前にこの番組でも、次のスライド、4枚目のスライドですけども、3C分析と4P分析。3C分析でファクトを把握してくださいねと。自社の強み・弱み、本当に客観的に見えていますかと。市場の特性、客観的に見えていますかと。競合、しっかりと見えていますかと。これを事実ベースでファクトを掴みます。そして、4Pに関しては、自分よがりの4Pとか4Cをつくってもまったく意味がなくて、他社と比較してみてください。ここで初めて競合との競争論みたいなものが始まるわけなので、他社と比較するのが4Pとか4Cで、客観的に見るのが3Cですよというお話をした。これもフレームワークですよね。弊社SPYDERでは、この戦略策定のための6つのステップということで、市場環境の可視化をして、競争環境の可視化をして、流通環境の可視化、B2Cだったら消費者の可視化だし、B2Bだったらユーザーの可視化をしていきましょう。そして、5番目にディストリビューターの可視化。この5つの可視化をすれば十分インプット材料としては戦略を策定する、正しい選択をするための戦略策定のための材料が集まるので参入戦略が策定できますよということで、6つのステップ。
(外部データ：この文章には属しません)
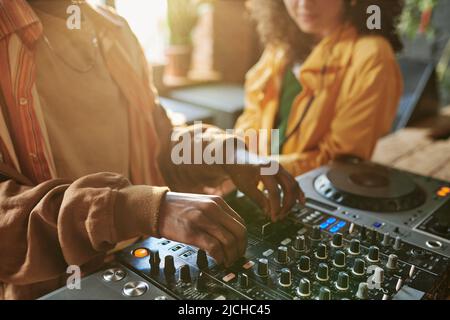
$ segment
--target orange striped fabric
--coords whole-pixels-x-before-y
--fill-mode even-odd
[[[18,33],[28,47],[42,34],[42,25],[25,0],[0,1],[0,39]]]
[[[130,119],[136,121],[130,126],[130,136],[135,141],[130,154],[131,180],[135,184],[164,185],[156,165],[159,144],[151,115],[156,107],[156,92],[146,83],[147,79],[137,74],[126,48],[114,41],[114,30],[108,30],[111,26],[120,26],[120,20],[105,9],[90,8],[90,11],[101,31],[99,42],[105,61],[128,99]],[[37,117],[39,106],[35,103],[35,44],[42,33],[42,24],[27,1],[0,0],[0,86],[8,113],[0,117],[10,122],[7,130],[0,131],[9,133],[9,137],[0,135],[0,151],[4,164],[33,183],[56,178],[46,131]],[[8,145],[7,141],[12,141],[13,145]],[[12,159],[18,159],[18,164]]]

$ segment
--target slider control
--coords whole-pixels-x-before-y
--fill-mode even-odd
[[[183,283],[191,283],[191,269],[187,264],[180,267],[180,280]]]
[[[167,255],[164,258],[164,274],[168,279],[175,276],[175,262],[173,256]]]
[[[159,257],[158,250],[150,250],[150,270],[153,274],[159,273],[159,264],[161,263],[161,258]]]
[[[197,267],[200,270],[208,269],[208,257],[204,250],[198,250],[197,252]]]
[[[239,285],[242,289],[247,289],[249,287],[249,278],[247,274],[239,274]]]

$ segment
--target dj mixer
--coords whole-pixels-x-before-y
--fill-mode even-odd
[[[229,201],[248,229],[245,256],[231,268],[217,265],[198,248],[150,238],[120,252],[114,265],[85,278],[83,297],[423,300],[448,296],[448,183],[371,163],[320,168],[298,182],[307,203],[296,205],[278,223],[267,221],[245,197]],[[71,298],[76,297],[67,289],[45,297]]]

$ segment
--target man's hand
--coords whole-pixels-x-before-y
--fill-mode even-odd
[[[304,203],[305,196],[296,180],[278,163],[264,160],[248,151],[241,149],[236,152],[234,165],[224,165],[225,171],[236,187],[256,202],[273,222],[286,218],[289,210],[298,201]],[[272,175],[263,175],[262,169],[278,168]],[[266,170],[267,171],[267,170]],[[258,189],[263,183],[264,192]],[[280,192],[283,192],[281,200]]]
[[[245,254],[244,221],[220,197],[169,192],[159,219],[162,237],[201,248],[218,264],[229,267]]]

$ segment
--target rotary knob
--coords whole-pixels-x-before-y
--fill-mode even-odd
[[[292,285],[292,274],[288,268],[281,269],[279,283],[282,287],[290,287]]]
[[[298,271],[307,273],[311,271],[311,259],[308,256],[301,256],[298,263]]]
[[[357,277],[364,276],[366,270],[366,263],[363,259],[355,259],[353,263],[352,273]]]
[[[314,226],[311,232],[311,240],[320,240],[322,239],[322,234],[319,226]]]
[[[391,245],[391,235],[389,233],[385,233],[383,236],[383,241],[381,241],[381,245],[383,247],[389,247]]]
[[[269,261],[267,259],[258,259],[257,275],[267,277],[269,275]]]
[[[316,258],[319,260],[325,260],[328,257],[328,248],[327,245],[324,243],[320,243],[317,246],[316,250]]]
[[[319,281],[328,281],[329,280],[329,269],[326,263],[319,264],[319,268],[317,269],[316,278]]]
[[[331,291],[326,287],[319,290],[319,300],[331,300]]]
[[[344,268],[346,264],[346,257],[344,251],[337,251],[334,255],[333,264],[336,268]]]
[[[367,260],[372,263],[380,261],[380,249],[378,247],[372,246],[369,248],[369,254],[367,255]]]
[[[280,264],[288,263],[288,248],[287,247],[278,247],[277,250],[277,262]]]
[[[303,298],[311,296],[311,282],[308,279],[303,278],[300,280],[297,288],[297,294]]]
[[[293,249],[298,252],[303,252],[306,249],[306,241],[304,236],[297,236],[294,240]]]
[[[358,239],[352,239],[348,253],[354,256],[361,253],[361,242]]]
[[[388,257],[388,261],[386,263],[386,268],[389,270],[398,269],[398,256],[395,254],[390,254]]]
[[[359,300],[367,300],[369,298],[369,285],[367,282],[361,282],[359,284],[356,298]]]
[[[331,242],[331,245],[335,248],[342,248],[343,246],[343,236],[342,233],[336,233],[333,235],[333,241]]]
[[[402,238],[396,237],[394,242],[394,250],[399,251],[402,248]]]
[[[374,275],[373,275],[373,281],[377,285],[377,287],[381,287],[381,285],[384,282],[384,270],[381,268],[376,268]]]
[[[367,238],[367,228],[365,226],[362,226],[359,231],[359,239],[361,241],[365,241]]]
[[[378,243],[378,232],[376,230],[369,230],[368,231],[368,238],[369,243],[371,245],[376,245]]]
[[[347,291],[349,286],[349,276],[345,272],[339,272],[338,279],[336,281],[336,289],[339,291]]]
5つ目のスライドをお願いします。3C観点、4P・4C観点、そして6ステップの観点ということで、いくつかのフレームワーク、この全てのフレームワークにしっかり当てはめて考えていって、それが最適化できれば、正しい選択というのができる。正しい選択ができれば正しい戦略が出来上がっているはずなので、ぜひこの3つですね、3C、4P、4C、そしてマーケティングの基本プロセス、これが全ての主役ですよね。あと、SPYDERの6ステップ、これをしっかりと頭に入れておけば、ほぼ選択肢としては間違った戦略にはならないんじゃないかなというふうに思います。

今日はこれぐらいにしたいと思います。また皆さん次回お会いいたしましょう。